It has been found that the five-year return on assets of the National Pension System (NPS) is the second-highest among the public pension funds of OECD member countries.
NPS Junior Research Analyst Roh Sang-yoon said on March 9 that the NPS recorded an annual average return of 5.9 percent between 2008 and 2012, to rank second among the 11 countries surveyed. The Instituto Mexicano del Seguro Social (IMSS) topped the list with an average rate of 6.0 percent, followed by the Future Fund of Australia (5.0 percent), the Social Security Trust Fund (SSTF) of the United States (4.6 percent) and Government Pension Fund Norway (GPF-N, 4.4 percent)
In addition, the NPS ranked fifth, following its counterparts in the US, Japan, Norway, and Saudi Arabia in terms of asset size as of the end of 2012.

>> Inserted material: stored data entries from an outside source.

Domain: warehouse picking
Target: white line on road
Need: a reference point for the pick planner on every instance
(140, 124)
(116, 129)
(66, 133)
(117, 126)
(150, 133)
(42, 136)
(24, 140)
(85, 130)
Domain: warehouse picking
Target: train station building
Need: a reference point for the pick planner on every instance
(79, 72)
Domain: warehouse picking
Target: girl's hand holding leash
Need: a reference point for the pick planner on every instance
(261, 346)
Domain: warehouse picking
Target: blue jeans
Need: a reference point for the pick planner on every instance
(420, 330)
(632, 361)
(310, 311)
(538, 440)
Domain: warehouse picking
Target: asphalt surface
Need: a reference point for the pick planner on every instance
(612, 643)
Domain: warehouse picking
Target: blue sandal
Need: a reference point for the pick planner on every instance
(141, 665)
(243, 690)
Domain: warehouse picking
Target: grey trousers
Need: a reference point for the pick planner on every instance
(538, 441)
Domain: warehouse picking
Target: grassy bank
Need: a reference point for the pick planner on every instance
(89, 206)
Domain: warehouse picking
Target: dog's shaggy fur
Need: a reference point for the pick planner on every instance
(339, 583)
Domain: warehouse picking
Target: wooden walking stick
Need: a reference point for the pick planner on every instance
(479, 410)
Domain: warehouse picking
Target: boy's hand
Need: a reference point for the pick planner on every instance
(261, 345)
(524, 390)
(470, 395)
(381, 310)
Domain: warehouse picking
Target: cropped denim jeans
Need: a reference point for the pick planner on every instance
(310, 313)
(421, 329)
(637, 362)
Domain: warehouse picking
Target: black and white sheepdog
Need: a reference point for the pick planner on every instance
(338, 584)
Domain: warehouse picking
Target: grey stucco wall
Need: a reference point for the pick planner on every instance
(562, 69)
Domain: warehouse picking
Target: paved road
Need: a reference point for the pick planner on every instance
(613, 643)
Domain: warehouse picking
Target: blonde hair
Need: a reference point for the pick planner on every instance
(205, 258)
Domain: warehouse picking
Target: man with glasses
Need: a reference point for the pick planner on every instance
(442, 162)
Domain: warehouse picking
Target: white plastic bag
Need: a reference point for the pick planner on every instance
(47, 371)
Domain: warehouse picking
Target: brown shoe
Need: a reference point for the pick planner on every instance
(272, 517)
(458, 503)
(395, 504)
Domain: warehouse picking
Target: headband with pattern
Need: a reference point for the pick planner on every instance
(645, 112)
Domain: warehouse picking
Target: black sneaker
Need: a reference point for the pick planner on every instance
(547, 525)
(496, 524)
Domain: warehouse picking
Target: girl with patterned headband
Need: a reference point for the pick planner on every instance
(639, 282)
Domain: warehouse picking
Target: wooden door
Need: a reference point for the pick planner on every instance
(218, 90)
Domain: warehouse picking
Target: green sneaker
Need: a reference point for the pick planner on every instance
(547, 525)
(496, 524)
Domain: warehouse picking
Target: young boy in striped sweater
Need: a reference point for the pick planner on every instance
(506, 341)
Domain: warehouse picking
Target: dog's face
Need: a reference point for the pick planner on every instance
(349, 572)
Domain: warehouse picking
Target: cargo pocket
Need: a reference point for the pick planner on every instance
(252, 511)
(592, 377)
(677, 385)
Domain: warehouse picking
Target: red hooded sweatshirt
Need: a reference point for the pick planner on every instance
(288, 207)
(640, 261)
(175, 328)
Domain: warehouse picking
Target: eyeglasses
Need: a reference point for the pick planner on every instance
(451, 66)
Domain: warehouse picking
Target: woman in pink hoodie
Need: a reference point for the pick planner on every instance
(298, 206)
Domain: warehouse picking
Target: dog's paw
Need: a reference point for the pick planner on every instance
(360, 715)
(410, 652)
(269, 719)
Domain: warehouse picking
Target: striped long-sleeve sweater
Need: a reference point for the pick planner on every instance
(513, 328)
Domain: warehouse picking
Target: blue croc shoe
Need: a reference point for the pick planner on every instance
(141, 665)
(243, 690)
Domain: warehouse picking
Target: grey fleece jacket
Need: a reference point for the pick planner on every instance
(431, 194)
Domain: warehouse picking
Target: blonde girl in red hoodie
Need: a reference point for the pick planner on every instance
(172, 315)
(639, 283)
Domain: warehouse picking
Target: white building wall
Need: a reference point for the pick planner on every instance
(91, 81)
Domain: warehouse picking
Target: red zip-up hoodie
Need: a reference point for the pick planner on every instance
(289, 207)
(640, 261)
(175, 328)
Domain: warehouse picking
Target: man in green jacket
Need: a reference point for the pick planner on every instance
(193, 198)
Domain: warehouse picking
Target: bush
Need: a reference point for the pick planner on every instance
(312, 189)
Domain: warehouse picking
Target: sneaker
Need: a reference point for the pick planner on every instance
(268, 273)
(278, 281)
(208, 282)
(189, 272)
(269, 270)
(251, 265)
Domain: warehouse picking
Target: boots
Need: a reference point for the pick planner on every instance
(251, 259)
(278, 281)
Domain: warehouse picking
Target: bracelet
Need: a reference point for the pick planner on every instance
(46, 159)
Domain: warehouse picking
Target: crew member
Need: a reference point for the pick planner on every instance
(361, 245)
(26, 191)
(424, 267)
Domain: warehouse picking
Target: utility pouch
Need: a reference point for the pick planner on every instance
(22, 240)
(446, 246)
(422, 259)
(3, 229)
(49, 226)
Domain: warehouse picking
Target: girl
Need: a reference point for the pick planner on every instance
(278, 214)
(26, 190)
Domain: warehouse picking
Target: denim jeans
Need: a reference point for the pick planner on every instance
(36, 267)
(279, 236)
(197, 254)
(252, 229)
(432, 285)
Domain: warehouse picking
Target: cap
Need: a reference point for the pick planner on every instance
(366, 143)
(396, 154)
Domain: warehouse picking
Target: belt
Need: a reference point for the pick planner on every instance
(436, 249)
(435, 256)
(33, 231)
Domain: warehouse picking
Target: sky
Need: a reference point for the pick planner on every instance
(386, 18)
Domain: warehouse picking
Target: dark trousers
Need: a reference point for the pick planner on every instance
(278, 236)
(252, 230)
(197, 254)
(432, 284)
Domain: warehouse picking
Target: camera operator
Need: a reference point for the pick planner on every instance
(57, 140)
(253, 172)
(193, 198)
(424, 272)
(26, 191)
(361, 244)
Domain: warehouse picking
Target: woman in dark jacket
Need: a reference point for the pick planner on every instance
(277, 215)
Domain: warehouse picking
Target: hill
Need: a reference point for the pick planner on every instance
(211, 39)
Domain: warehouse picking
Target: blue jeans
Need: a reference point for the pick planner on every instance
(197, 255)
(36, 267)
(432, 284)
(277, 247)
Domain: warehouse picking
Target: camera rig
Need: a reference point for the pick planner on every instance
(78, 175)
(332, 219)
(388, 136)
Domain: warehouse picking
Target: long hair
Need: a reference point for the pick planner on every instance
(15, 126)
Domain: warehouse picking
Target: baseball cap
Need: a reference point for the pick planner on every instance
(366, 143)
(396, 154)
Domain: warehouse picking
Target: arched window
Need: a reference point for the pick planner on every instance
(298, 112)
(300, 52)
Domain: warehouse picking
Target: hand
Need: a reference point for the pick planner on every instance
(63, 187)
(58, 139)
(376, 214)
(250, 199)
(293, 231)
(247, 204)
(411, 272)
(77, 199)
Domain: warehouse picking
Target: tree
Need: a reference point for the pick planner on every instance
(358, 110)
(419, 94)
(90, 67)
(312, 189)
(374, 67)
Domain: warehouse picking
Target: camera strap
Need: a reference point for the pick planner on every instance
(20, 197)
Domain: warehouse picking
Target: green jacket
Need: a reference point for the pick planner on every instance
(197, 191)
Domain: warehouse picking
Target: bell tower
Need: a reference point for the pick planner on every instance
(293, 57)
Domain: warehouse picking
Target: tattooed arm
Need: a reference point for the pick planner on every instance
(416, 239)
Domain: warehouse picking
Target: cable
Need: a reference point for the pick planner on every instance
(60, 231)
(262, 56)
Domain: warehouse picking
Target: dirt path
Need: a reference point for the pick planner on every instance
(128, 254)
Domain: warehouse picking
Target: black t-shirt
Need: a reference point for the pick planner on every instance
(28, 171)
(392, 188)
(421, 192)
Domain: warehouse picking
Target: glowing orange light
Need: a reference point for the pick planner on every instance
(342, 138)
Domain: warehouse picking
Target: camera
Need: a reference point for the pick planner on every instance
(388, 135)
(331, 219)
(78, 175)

In the meantime, the NPS has recently decided to hold hands with Samsung Asset Management and Korea Investment Management for its overseas stock management. The decision made by the NPS, which has a great influence worldwide as a management company handling 420 trillion won (US$393 billion) of assets, is expected to be a great boon for Korean asset managers’ overseas market penetration.
The NPS announced on March 7 that it selected two companies for its investment in A-shares in mainland China. Both Samsung Asset Management and Korea Investment Management are running local subsidiaries in Hong Kong. Cephei Capital and Fullgoal Fund Management join the operation as the management firms covering Hong Kong and mainland China, as well.
The QFII ceiling that the NPS has been granted from the Chinese government is US$300 million, and the NPS has already invested one-third of it in Chinese bonds. The rest are going to be allocated to the four management firms, and the funds are planned to be executed before late May this year.
As of the end of November last year, the NPS invested 8 trillion won (US$7.5 billion) in overseas assets. The amount is divided into 4.3 trillion won (US$4.03 billion) in overseas stocks, 1.8 trillion won (US$1.68 billion) in foreign bonds and 1.8 trillion won in alternative assets abroad.